Final answer:
The sliding distance of the box can be calculated using the principles of conservation of energy and the work-energy theorem, considering the initial kinetic energy and the work done against the force of kinetic friction.
Step-by-step explanation:
Calculating the Sliding Distance of a Box on an Inclined Plane
To determine how far the box slides, we can use the principles of conservation of energy and the work-energy theorem. The initial kinetic energy of the box is transformed into work done against friction. The work done by friction is equal to the force of friction times the distance the box slides. We start with calculating the force of kinetic friction, which is μ_k (coefficient of kinetic friction) times the normal force. The normal force is the component of the box's weight perpendicular to the inclined plane, calculated as m*g*cos(θ), where m is the mass of the object, g is the acceleration due to gravity, and θ is the angle of the incline.

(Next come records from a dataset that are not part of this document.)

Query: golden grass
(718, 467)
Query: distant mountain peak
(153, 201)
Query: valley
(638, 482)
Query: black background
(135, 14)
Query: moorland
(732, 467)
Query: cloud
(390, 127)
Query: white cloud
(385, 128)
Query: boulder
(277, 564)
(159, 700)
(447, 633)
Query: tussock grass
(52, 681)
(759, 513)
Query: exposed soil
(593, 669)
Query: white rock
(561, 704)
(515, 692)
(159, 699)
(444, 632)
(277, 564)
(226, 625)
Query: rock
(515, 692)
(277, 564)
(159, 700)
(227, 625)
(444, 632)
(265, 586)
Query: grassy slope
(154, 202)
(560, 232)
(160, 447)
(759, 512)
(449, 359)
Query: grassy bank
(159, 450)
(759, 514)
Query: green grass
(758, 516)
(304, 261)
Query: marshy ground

With given values: m = 17.6 kg, μ_k = 0.48, θ = 19°, βi = 2.25 m/s, and g = 9.8 m/s², we can calculate the force of kinetic friction (ƒ_k).
The component of gravity along the incline is m*g*sin(θ), and we know that the box stops when its initial kinetic energy is equal to the work done by friction. So, from the equation:
Kinetic Energy_initial = Work_friction,
½*m*βi^2 = ƒ_k * distance,
½*17.6 kg*(2.25 m/s)^2 = (0.48*17.6 kg*9.8 m/s²*cos(19°)) * distance,
We can then solve for the distance the box slides. After calculation, we obtain the sliding distance x.